Kampong Thom ambok gets trademark

Communities in western Kampong Thom’s Sankoa commune at the heart of a centuries-old tradition of cooking and preparing rice flakes that are characteristically eaten during the Kingdom’s annual water festival are set to enjoy a shared sense of a dedication to their craft as the Ministry of Commerce designates their product as a “collective trademark”.

The flakes are cooked rice that is fried dry and pounded by mortar and pestle. The ministry has labelled the rice flakes made in Sankoa – located in the western reaches of Kampong Svay district – as “Ambok Kampong Thom”.

And Suon Vichea, director of the ministry’s Department of Intellectual Property Rights, defines collective trademarks as signs that distinguish products by geographical origin, industry, quality or other common characteristics.

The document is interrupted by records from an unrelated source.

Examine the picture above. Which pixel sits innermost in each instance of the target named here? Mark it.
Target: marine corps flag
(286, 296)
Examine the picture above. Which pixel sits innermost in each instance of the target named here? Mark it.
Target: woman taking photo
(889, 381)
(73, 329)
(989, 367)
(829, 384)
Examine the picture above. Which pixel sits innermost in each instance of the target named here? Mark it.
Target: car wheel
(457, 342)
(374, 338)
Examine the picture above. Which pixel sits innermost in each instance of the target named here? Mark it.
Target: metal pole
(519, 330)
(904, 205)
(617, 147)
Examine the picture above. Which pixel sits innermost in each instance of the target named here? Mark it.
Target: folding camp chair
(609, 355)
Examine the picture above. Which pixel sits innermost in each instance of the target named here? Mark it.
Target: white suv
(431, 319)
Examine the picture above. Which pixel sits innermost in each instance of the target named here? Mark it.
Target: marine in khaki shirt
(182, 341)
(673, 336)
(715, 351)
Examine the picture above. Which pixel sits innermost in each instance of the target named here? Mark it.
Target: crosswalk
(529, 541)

They are registered under an owner, he told The Post, usually an organisation composed of businesses, merchants and professionals from the same industry or geographical region that pools resources, shares information and provides other benefits for its members.

According to ministry secretary of state Ouk Prachea, the designation is expected to improve preservation of the region’s time-honoured Khmer heritage of ambok-making, draw tourists, create jobs and champion the economic development of the local population.

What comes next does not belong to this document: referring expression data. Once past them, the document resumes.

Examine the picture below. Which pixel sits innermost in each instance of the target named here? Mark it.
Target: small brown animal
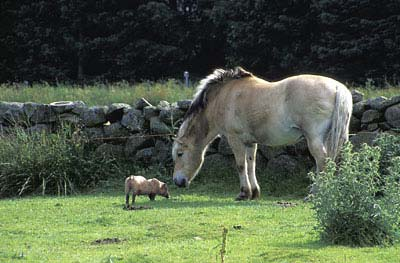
(141, 186)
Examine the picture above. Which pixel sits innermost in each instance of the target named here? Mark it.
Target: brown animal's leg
(152, 197)
(251, 170)
(239, 151)
(318, 151)
(127, 200)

He was speaking at the General Assembly of the Kampong Thom Ambok Producers on February 16.

Prachea said the designation would bring together skilled ambok producers and spur training and knowledge-sharing programmes, creativity, as well as the development of novel formulas and methods for future generations.

“I would like to encourage the ‘Ambok Kampong Thom’ producers and relevant authorities to work together and carry out the project to a successful completion with a ‘One Village, One Product’ approach.

“This will be beneficial to rural development and trim down poverty and migration, which will contribute to the development of the national economy and bring it to another level,” he said.

Kampong Thom Provincial Administration spokesman Yov Sengkun noted that the collective trademark registration was a first for the province.

He said the trademark will encourage locals to ramp up production and quality to meet demand and enhance the label’s reputation.

“With the ‘Ambok Kampong Thom’ collective trademark in tow, the market will become all the more solid and help producers earn more money,” he said.

According to Sengkun, authorities are now eyeing cashew nuts as a potential collective trademark to register under the province.

Earlier this year, the ministry unveiled plans to register four other products as collective trademarks.

These are “Nom Banh Chok Siem Reap” (a local variety of rice noodle), the silver-copper sculpting typical of Kampong Luong and Koh Chin communes in Kandal province’s Ponhea Leu district, Kampong Chhnang province-style pottery, as well as steamed balut from Sre Ronong commune in Takeo province’s Tram Kak district.

The ministry also intends to domestically register three products as geographical indication (GI) – “Kampot Salt”, “Fleur de Sel” (flower of salt) and “Mondulkiri Wild Honey”.

“Fleur de Sel” is a type of salt mainly associated with the northern coast France that forms as a delicate, flaky crust on the surface of seawater, while “Mondulkiri Wild Honey” is produced in the northeastern province’s forested areas from the Apis dorsata bee.